As we jump from crisis to crisis in the UK, there’s little doubt that we have always leaned heavily on small and medium-sized businesses to keep us afloat in turbulent times. But sometimes businesses can hit something of a lull in terms of growth, or rather a lack thereof.
This should be no reason to hit the panic button. After all, we tell our children that slow and steady wins the race based on the fables we read them. Other timeless sayings like ‘softly catchy monkey’ and ‘it’s a marathon, not a sprint also exist for a good reason. There are ways for you to grow your business that you perhaps haven’t thought of yet.
So, what strategies can you use to help grow your small business into something more? Let’s find out.
Perseverance is Key
There will be days in which you wonder why you’ve started a business, but for you to have had the wherewithal to start one in the first place is considerably more than so many others have managed. So hold onto that can-do attitude, even if it feels impossible to do so at times.
Take a second to step back and look at the whole picture from a grander perspective – things may not be anywhere near as you’re imagining. Humans have a tendency to catastrophize at the drop of a hat, and on looking at the wider picture, you may be surprised at just how well some aspects of your business are going.
At the end of 2021, Forbes recommended being consistent in its new year tips for starter businesses, and that very much is the key to growth. If you’ve tried something that worked – do it again. See if it works on a consistent basis.
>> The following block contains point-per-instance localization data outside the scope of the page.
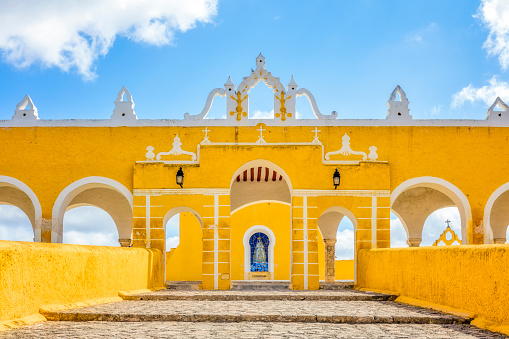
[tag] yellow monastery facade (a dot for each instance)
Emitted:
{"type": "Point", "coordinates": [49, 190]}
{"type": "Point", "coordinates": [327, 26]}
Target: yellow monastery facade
{"type": "Point", "coordinates": [248, 181]}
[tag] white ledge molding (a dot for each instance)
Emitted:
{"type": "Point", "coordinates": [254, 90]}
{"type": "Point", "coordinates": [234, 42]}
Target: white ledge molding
{"type": "Point", "coordinates": [254, 122]}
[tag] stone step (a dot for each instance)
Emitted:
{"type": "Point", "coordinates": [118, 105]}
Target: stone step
{"type": "Point", "coordinates": [336, 285]}
{"type": "Point", "coordinates": [260, 285]}
{"type": "Point", "coordinates": [183, 285]}
{"type": "Point", "coordinates": [230, 295]}
{"type": "Point", "coordinates": [347, 312]}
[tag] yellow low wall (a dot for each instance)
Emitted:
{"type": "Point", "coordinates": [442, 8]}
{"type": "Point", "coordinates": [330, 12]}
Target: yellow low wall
{"type": "Point", "coordinates": [344, 270]}
{"type": "Point", "coordinates": [35, 274]}
{"type": "Point", "coordinates": [470, 278]}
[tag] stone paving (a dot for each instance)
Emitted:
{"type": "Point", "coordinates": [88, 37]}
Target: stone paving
{"type": "Point", "coordinates": [131, 330]}
{"type": "Point", "coordinates": [343, 295]}
{"type": "Point", "coordinates": [265, 310]}
{"type": "Point", "coordinates": [249, 314]}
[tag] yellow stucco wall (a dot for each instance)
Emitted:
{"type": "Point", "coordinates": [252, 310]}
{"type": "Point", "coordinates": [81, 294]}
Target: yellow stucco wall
{"type": "Point", "coordinates": [185, 261]}
{"type": "Point", "coordinates": [112, 152]}
{"type": "Point", "coordinates": [471, 278]}
{"type": "Point", "coordinates": [35, 274]}
{"type": "Point", "coordinates": [276, 217]}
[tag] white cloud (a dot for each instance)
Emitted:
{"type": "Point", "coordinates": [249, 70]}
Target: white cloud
{"type": "Point", "coordinates": [488, 93]}
{"type": "Point", "coordinates": [263, 114]}
{"type": "Point", "coordinates": [495, 16]}
{"type": "Point", "coordinates": [398, 233]}
{"type": "Point", "coordinates": [14, 224]}
{"type": "Point", "coordinates": [344, 244]}
{"type": "Point", "coordinates": [72, 35]}
{"type": "Point", "coordinates": [89, 226]}
{"type": "Point", "coordinates": [171, 242]}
The same can be true of the opposite – if something is unsuccessful the first time, try again until you’re certain that it’s a case of barking up the wrong tree.
Schedule and Delegate
We perhaps don’t think of the word schedule as a verb as much as we should, when in fact, scheduling is the most crucial component of any business. Not to mention delegating work to the right areas. You may need to hire more staff, which is undoubtedly a risk for any small business. But you have to think of the long-term investment in staff that will ultimately pay dividends to ensure your business is a success.
You don’t necessarily need a sizable team, but it’s unlikely that you can handle absolutely everything on your own. Instead, build a sales funnel so that you can automate sales processes, subsequently allowing for potential growth. You may even want to build an accompanying customer management system.
Take, for instance, the Clear Start Programme, which helps start-up businesses build upon a platform, assisting in areas like market research, social activity, and so much more in between and beyond.
When you’ve mastered the automation processes, maybe look into offering a customer rewards system. You may be surprised how well rewarding loyalty can work in the longer term. Customer retention also costs your business considerably less than customer acquisition, which could certainly be something for you to keep in mind when looking to grow your business to new heights.